Turns out that GEs profitability was achieved in the ways which could not be sustained long term: endless acquisitions, layoffs, restructurings, offshoring, stock buybacks, financialization and creative accounting - making earnings reports look good and maximizing shareholder value in a way which would make Milton Friedman proud, while destroying the company from within. Gelles also tells stories of companies lured into hiring top-managers from GE in the hope that these managers will help them to drive their earnings up in the same way that Welch did to GE. Unsurprisingly results were much less rosy than expectations.
Sobering read - especially if you look around and notice that Welchism is alive and well today, being applied in companies big and small.

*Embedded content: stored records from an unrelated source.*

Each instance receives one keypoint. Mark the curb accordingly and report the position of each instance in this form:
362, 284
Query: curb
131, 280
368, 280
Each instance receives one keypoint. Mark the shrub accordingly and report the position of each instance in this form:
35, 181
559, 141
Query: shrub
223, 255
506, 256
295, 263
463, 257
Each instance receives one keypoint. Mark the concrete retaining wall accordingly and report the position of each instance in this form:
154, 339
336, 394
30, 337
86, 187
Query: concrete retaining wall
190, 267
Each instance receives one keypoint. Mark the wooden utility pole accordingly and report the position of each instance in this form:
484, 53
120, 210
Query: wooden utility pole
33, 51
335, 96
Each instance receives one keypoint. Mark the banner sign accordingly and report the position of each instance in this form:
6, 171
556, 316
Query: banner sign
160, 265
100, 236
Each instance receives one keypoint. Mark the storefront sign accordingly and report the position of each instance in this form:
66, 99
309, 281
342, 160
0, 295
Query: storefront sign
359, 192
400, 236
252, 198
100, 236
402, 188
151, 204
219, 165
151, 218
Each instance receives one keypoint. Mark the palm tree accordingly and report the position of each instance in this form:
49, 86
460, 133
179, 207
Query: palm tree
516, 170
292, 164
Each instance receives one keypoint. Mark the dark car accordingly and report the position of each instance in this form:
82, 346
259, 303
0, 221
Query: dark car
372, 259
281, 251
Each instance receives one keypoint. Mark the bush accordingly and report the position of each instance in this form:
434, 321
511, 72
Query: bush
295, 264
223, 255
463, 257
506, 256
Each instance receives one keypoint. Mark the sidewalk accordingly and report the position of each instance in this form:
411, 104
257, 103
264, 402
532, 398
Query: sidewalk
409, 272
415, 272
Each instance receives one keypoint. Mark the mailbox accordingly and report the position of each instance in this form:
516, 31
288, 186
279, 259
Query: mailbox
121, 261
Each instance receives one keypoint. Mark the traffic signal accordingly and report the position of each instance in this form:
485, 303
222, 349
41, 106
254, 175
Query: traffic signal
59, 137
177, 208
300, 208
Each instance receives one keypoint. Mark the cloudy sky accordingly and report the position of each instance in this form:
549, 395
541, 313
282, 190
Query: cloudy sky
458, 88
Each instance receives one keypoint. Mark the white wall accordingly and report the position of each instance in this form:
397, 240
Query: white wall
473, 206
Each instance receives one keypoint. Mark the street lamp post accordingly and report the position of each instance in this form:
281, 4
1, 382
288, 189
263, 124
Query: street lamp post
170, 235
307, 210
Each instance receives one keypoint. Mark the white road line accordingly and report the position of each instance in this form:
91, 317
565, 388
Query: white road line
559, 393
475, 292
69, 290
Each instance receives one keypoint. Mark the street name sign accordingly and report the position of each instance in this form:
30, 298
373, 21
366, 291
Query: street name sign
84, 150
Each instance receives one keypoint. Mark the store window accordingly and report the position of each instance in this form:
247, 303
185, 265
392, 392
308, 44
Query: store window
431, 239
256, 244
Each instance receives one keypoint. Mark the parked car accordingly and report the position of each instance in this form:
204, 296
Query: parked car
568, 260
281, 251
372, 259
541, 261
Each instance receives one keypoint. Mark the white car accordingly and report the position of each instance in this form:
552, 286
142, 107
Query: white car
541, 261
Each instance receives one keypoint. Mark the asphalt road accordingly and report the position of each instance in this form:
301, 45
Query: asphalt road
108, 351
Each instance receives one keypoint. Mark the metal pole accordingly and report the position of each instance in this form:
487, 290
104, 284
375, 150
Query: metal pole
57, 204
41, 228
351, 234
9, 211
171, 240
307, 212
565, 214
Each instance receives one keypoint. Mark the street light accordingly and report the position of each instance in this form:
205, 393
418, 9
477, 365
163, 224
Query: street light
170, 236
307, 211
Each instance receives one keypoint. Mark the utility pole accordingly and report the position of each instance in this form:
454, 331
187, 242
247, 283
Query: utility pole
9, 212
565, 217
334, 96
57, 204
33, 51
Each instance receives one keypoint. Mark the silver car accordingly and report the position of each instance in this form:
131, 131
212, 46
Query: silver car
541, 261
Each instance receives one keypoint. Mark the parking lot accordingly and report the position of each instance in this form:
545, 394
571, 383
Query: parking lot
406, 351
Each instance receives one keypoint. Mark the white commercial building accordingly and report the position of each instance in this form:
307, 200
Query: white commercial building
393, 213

If Welch was going to make GE the most valuable company on earth, he knew he would have to do it with GE Capital. From the moment he first worked with the finance division in the late 1970s, he understood a simple but powerful truth: it was easier to make money by shifting around ones and zeros than by manufacturing refrigerators. “Since I had been involved in making things all my life, pounding and grinding it out to make nickel, I couldn’t believe how easy this appeared to be,” he recalled of his first exposure to the world of investment banking, leveraged buyouts, and loan financing. “I was sure the opportunity was enormous. All we had to do was take the business from the back of the boat to the front.” In a memo to the company’s chief financial officer, Welch wrote that finance, not manufacturing, represented the future of the company. “There is no place that quantum change is needed more than in Finance”, he wrote. “Finance is not an institution - it has to be … the driving force behind making General Electric ‘the most competitive enterprise on earth’”.
Well, I threw up a bit in my mouth just retyping this from the book.
Racing the Beam: The Atari Video Computer System
— by Nick Montfort and Ian Bogost 〈goodreads〉
I am too young to have experienced Atari firsthand - but I have at least heard about it. I think it is impossible to not have heard about it if you are at least somehow involved with computers and games. When I picked this book up I expected something similar to Fabien Sanglard’s fabulous Game Engine Black Book: Wolfenstein 3D and Game Engine Black Book: DOOM - a technical walkthrough through Atari capabilities and deep dive into the technical challenges of programming games for it. Unfortunately this book was rather thin on that… instead it walks you through different games which were released for Atari and the impact they had.
Blood, Sweat, and Pixels
— by Jason Schreier 〈goodreads〉
Game development is a famous for unsustainable schedules and people sleeping
under desks to meet deadlines. I wanted to be a game programmer when I was
a high-schooler - but then I discovered programming languages and never looked
back. This book gave me a small opportunity to peak under the covers and see
how games are made.
I must admit that I have never played a single game of those described in the book but that did not make the book less enjoyable to read. Don’t think I learned anything though - turns out that game development is hard work and stress and politics all mixed together just like in any other branch of software development.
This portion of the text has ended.